À cause de son médicament, elle ne peut travailler. Elle compense par le bénévolat. Elle s’implique énormément. Elle occupe le poste de chef de délégation de l’Association canadienne des greffés qu’elle conservera jusqu’en 2020.
On lui avait dit qu’elle ne pourrait avoir des enfants. Elle en a eu trois. Savez-vous qui est l’heureux papa ? David Blyth, originaire de North Bay. Vous savez qui il est ? Effectivement, celui qui avait transporté Audrée dans ses bras jusqu’à l’hôpital. À cette époque, il travaillait à Toronto.
Avouez que c’est quand même spécial comme récit ! D’ailleurs, on lui a offert à plusieurs reprises d’écrire un livre sur sa vie. Elle refuse car elle répond qu’elle a trop de belles choses qui viendront éventuellement.

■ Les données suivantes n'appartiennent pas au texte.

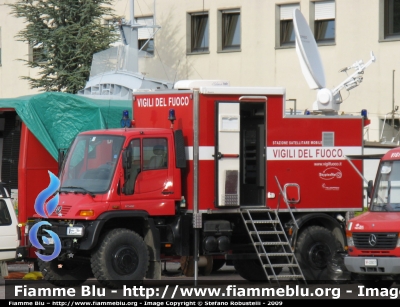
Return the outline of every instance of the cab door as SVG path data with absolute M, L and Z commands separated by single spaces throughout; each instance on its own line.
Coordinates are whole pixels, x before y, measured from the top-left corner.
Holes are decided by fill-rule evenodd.
M 240 104 L 217 102 L 217 140 L 214 152 L 216 206 L 239 206 Z

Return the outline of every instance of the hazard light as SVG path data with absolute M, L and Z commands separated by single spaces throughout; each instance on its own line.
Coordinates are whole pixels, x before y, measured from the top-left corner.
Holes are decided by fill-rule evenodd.
M 93 216 L 94 215 L 94 211 L 93 210 L 81 210 L 79 212 L 80 216 Z
M 368 119 L 368 111 L 365 109 L 361 110 L 361 116 L 364 117 L 364 119 Z
M 169 111 L 168 111 L 168 120 L 171 122 L 171 129 L 173 129 L 174 128 L 174 121 L 176 120 L 175 110 L 174 109 L 169 109 Z
M 175 117 L 175 110 L 174 109 L 169 109 L 168 111 L 168 120 L 174 123 L 176 117 Z

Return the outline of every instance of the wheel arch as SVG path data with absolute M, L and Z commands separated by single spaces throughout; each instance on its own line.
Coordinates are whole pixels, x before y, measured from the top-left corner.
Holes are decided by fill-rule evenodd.
M 94 248 L 100 236 L 110 229 L 126 228 L 135 231 L 143 238 L 149 247 L 150 261 L 160 261 L 160 233 L 146 211 L 106 212 L 99 216 L 98 221 L 89 227 L 90 240 L 82 244 L 81 249 Z

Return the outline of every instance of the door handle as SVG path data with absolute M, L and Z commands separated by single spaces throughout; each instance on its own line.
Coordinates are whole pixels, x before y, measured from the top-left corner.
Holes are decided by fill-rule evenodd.
M 215 155 L 212 156 L 215 157 Z M 222 158 L 239 158 L 239 154 L 222 154 L 218 152 L 217 159 L 222 159 Z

« J’ai contribué à faire prendre conscience aux greffés que le projet de fonder une famille pouvait être réalisable. Mon Dieu que j’aurais aimé que mon donneur puisse voir ce que j’ai pu accomplir grâce à son foie ! » Audréanne, 11 ans, Sara, 10 ans et Olivia, 8 ans comblent maintenant la vie de ce couple des plus heureux.

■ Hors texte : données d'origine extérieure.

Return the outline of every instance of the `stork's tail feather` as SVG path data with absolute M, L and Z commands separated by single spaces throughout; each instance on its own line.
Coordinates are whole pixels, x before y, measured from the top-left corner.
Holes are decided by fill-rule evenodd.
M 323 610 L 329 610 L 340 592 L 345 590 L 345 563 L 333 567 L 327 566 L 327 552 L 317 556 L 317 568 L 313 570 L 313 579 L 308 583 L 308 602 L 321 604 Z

Pour la découvrir, Audrée m’avait écrit pour me raconter cette histoire suite à sa participation à une course récemment. « J’ai remarqué un homme qui portait un chandail de Marcel Jobin. Je me suis présentée afin d’entamer une discussion. Inscrite pour le 5km, j’ai continué à la fin, trop absorbée par notre échange. Au 7e km, j’ai remarqué que le 2e homme qui l’accompagnait avait glissé de 400 mètres derrière. J’ai proposé d’aller le rejoindre. Nous avons terminé ensemble. À l’arrivée, il me parlait des Olympiques de 1976. Lorsqu’il a enlevé son chapeau de pêche, j’ai cliqué. Je me suis rappelée votre article qui parlait de leur discrétion, de leur générosité. J’ai reconnu les frères Caplette. Pour une jeune débutante à la marche, ce fut un moment de pur bonheur pour mon premier 10km au Québec ! La matinée n’aurait pas été aussi belle si je n’avais pas lu votre article préalablement car je n’aurais assurément pas été à même de saisir la grandeur de l’opportunité qui venait de s’offrir à moi ce matin là. Merci de faire découvrir aux plus jeunes, ceux qui ont pavé la route avant nous. Leurs parcours tout comme le vôtre sont source d’inspiration et de motivation pour les générations suivantes. »
Consciente de la chance qu’elle bénéficie, son attitude trahit sa joie de vivre. À ses yeux, le soleil brille à tous les jours car elle sait très bien qu’à 34 ans, elle compte déjà 15 années supplémentaires à son existence.
Prochaine compétition internationale : Les jeux mondiaux des greffés, du 17 au 24 août 2019 à Gateshead-Newcastle au Royaume-Uni.